My photography was energized by my avid travel and pursuit of social and political history in places traveled—whether the grave of Walter Benjamin in Catalonia, the infamous National Stadium in Santiago (Chile), or the Holocaust-era Westerbork transit camp in the Netherlands. These were among my first photos to be published in journals: a photo essay of Ford Falcons vis-à-vis the “Dirty War” in Buenos Aires, vestiges of the heinous September 11, 1973 coup in Chile, or Holocaust remembrance sites in Berlin. These were also the first photos I “published” online.

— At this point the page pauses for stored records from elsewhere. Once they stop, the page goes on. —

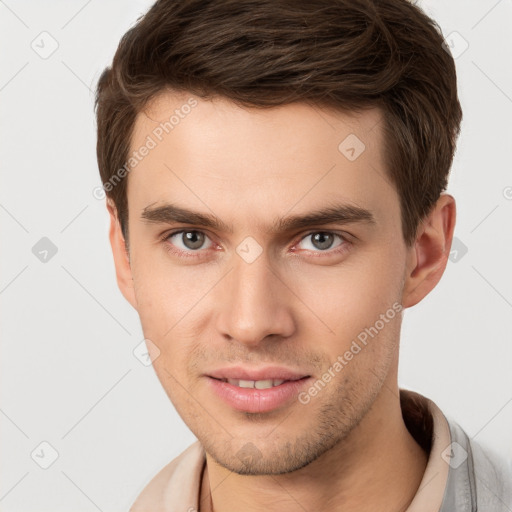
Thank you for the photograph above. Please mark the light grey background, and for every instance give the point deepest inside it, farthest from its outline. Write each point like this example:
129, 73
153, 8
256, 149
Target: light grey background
68, 373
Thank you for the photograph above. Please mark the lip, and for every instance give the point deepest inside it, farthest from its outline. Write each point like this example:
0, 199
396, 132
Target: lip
257, 400
264, 373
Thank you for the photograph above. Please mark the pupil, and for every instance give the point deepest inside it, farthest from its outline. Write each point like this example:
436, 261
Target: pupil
319, 239
193, 239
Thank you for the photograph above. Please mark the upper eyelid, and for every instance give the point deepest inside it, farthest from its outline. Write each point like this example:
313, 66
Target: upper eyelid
306, 234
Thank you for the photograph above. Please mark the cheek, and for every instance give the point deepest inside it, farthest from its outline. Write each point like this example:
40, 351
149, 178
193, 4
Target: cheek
345, 300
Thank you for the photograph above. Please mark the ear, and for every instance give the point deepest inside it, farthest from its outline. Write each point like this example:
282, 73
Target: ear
428, 256
121, 256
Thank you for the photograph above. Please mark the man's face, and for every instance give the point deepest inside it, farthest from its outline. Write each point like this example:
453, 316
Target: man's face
255, 296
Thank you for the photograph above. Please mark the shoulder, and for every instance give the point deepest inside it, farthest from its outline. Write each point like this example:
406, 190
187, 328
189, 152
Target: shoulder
487, 474
177, 483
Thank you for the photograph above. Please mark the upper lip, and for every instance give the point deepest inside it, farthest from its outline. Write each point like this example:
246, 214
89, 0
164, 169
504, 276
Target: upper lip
264, 373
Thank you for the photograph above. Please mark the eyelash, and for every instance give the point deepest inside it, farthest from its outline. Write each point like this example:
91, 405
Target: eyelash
340, 249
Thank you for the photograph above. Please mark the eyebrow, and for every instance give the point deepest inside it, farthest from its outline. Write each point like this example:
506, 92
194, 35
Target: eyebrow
339, 214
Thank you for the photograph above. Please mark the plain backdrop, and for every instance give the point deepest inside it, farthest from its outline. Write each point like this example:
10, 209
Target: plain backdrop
69, 377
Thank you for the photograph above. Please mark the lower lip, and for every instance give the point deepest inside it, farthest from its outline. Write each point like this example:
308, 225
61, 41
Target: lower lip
258, 400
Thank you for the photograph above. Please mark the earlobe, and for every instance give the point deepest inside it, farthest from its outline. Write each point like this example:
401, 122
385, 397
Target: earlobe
121, 256
429, 255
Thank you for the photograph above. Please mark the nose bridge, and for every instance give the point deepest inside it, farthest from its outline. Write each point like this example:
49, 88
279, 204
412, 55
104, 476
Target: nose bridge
254, 303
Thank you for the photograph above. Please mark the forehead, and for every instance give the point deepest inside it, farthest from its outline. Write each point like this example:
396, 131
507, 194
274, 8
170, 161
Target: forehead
206, 152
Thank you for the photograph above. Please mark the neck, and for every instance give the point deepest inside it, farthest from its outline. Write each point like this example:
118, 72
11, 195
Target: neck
379, 466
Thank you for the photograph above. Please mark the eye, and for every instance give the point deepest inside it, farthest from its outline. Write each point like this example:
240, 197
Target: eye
188, 240
321, 241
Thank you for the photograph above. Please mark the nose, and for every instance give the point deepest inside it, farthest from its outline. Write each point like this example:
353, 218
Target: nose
254, 303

In the 2000s a number of personal “challenges” contributed to horrible sense of isolation and lack of confidence: The internet, blogging, digital photography, and social networking helped to bring me back to the world. Documenting communities of artists and musicians—as well as social, political, and literary events facilitated this. I dug deep into boxes of my old photographs and spent hours scanning them. Years of silence, impotence, darkness, and lack of personal connection were abated when I put forth my photos of ACT UP, Queer Nation, the 1979 March on Washington for Lesbian and Gay Rights, my days at Michigan State University, years of pride parades, etc., on Facebook where I connected with many from my past. This process allowed congruent processes of mourning and celebration while renewing comradely bonds. There I continue—on my Facebook page Social+Diarist—to documentary an array of events by breaking them down into physical and social interactions both minute and grand.

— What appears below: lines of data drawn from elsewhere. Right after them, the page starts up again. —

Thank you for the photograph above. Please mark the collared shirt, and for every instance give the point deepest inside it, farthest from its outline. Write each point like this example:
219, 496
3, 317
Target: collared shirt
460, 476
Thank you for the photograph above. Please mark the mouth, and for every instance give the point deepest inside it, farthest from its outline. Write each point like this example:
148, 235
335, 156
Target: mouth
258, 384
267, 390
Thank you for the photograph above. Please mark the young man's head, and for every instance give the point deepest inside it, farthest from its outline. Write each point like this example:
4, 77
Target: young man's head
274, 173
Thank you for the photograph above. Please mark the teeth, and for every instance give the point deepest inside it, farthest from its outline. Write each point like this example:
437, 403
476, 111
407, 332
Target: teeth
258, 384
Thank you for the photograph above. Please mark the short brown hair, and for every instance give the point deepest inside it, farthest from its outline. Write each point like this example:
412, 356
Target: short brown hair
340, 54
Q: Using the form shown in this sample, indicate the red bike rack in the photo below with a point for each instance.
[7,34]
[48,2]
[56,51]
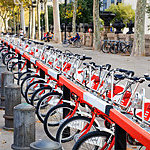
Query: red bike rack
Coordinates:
[124,122]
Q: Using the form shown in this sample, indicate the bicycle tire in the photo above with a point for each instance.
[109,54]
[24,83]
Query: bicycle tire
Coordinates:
[65,43]
[5,59]
[50,127]
[36,92]
[80,143]
[71,128]
[27,98]
[9,62]
[18,72]
[25,80]
[27,73]
[105,48]
[44,105]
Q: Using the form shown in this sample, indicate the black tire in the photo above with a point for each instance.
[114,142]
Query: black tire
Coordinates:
[36,98]
[24,83]
[43,105]
[10,62]
[79,145]
[23,75]
[71,128]
[51,127]
[7,56]
[30,90]
[105,47]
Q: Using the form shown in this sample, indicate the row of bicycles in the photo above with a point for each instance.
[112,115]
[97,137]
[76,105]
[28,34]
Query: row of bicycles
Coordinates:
[67,117]
[114,47]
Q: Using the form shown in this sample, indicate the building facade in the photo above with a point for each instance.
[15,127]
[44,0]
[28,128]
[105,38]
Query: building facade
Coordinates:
[107,3]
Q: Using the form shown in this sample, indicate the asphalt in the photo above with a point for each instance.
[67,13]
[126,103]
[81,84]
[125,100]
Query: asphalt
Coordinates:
[138,64]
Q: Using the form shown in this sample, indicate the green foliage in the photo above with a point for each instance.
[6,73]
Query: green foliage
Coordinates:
[148,11]
[84,12]
[50,15]
[123,12]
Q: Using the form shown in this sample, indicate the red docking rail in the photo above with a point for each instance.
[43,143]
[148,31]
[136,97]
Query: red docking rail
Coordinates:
[124,121]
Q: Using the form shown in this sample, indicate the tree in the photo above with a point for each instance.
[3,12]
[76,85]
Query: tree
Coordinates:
[57,31]
[6,11]
[96,36]
[123,12]
[139,31]
[74,17]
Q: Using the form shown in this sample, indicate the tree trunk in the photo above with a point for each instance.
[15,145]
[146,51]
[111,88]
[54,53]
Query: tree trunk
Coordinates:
[30,22]
[46,17]
[139,31]
[57,31]
[74,17]
[22,17]
[33,23]
[38,20]
[14,21]
[96,34]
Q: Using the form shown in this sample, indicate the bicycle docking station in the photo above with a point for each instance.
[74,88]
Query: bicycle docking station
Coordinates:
[123,124]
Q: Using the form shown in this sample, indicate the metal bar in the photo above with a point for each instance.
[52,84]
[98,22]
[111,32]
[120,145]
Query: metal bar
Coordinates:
[66,96]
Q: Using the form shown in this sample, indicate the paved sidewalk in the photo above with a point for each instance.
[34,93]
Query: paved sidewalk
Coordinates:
[140,65]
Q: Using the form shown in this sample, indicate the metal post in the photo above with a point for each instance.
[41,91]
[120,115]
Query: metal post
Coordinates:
[12,98]
[24,126]
[7,78]
[66,96]
[120,138]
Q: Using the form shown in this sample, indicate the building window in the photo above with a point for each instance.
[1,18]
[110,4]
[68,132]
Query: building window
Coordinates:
[119,1]
[112,1]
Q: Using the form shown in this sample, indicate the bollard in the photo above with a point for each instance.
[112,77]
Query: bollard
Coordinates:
[45,145]
[12,98]
[2,69]
[24,126]
[7,78]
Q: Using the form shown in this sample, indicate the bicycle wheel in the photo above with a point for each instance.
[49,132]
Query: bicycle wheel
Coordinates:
[38,94]
[31,88]
[27,80]
[23,75]
[46,102]
[54,118]
[95,140]
[70,130]
[65,43]
[105,47]
[15,69]
[10,62]
[7,56]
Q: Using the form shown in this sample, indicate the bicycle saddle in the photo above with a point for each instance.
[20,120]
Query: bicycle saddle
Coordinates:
[119,77]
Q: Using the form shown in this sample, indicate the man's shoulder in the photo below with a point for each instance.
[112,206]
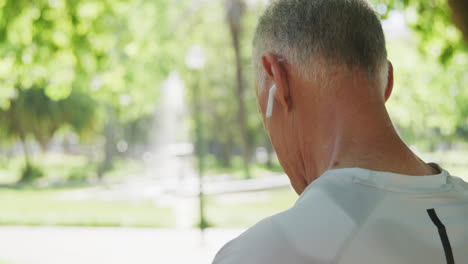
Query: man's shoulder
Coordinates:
[262,243]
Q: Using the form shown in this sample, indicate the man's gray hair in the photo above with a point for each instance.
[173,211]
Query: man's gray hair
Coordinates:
[335,32]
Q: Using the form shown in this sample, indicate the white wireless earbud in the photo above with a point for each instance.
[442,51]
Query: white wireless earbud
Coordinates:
[271,100]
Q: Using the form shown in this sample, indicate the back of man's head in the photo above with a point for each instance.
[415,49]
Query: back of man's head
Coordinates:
[336,32]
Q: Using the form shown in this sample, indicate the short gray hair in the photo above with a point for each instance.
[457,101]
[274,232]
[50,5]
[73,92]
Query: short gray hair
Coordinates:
[337,32]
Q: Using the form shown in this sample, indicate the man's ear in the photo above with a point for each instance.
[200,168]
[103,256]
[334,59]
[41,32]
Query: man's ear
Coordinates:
[277,73]
[389,88]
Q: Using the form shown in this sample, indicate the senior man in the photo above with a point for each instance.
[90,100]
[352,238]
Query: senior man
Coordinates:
[322,80]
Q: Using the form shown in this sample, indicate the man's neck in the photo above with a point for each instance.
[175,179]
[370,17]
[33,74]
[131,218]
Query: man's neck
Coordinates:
[363,137]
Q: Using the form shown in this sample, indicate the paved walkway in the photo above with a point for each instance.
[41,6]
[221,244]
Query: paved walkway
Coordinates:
[78,245]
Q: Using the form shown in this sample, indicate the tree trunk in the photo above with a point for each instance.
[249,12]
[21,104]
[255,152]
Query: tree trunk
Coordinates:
[109,145]
[234,15]
[27,160]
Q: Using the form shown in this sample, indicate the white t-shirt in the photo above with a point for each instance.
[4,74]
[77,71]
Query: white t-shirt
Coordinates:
[361,216]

Jon Nalley’s photographs have been published by The St. Luke’s Review, Gay City News, TimeOut/New York, New York Blade, The Brooklyn Free Press, Life at Ascension, and the Multiple Sclerosis Society. They have been exhibited at Michael Mut Gallery in New York City (solo) and The Gallery 13 in Asbury Park (group). His poetry has been published in such venues as Poz, Art & Understanding, Response: A Contemporary Jewish Review, Jewish Currents, The St. Luke’s Review, Body Positive, the Harvard Gay & Lesbian Review, Provincetown Magazine, and “We Are All Friends Here: An Anthology of Provincetown Poets.” Jon has participated in writing communities such as Vox Positiva, the GMHC Poetry Project, the Cathedral of St. John the Divine Poetry Workshop, and summer workshops at the Fine Arts Work Center in Provincetown. He has contributed articles—on a wide range of issues—to publications such as: The Episcopal New Yorker, Financial Planning (Thomson), The New York Blade, QW, The New York Native, Gay Community News (Boston), The Natal Witness (South Africa), OutWeek, The Guardian, Scholastic Update, Au Courant (Philadelphia), Downtown, Village Beat, The Connection, The Body Politic, POZ, RFD, and The Harvard Gay & Lesbian Review. He was born in the very same Honolulu hospital as President Barack Obama.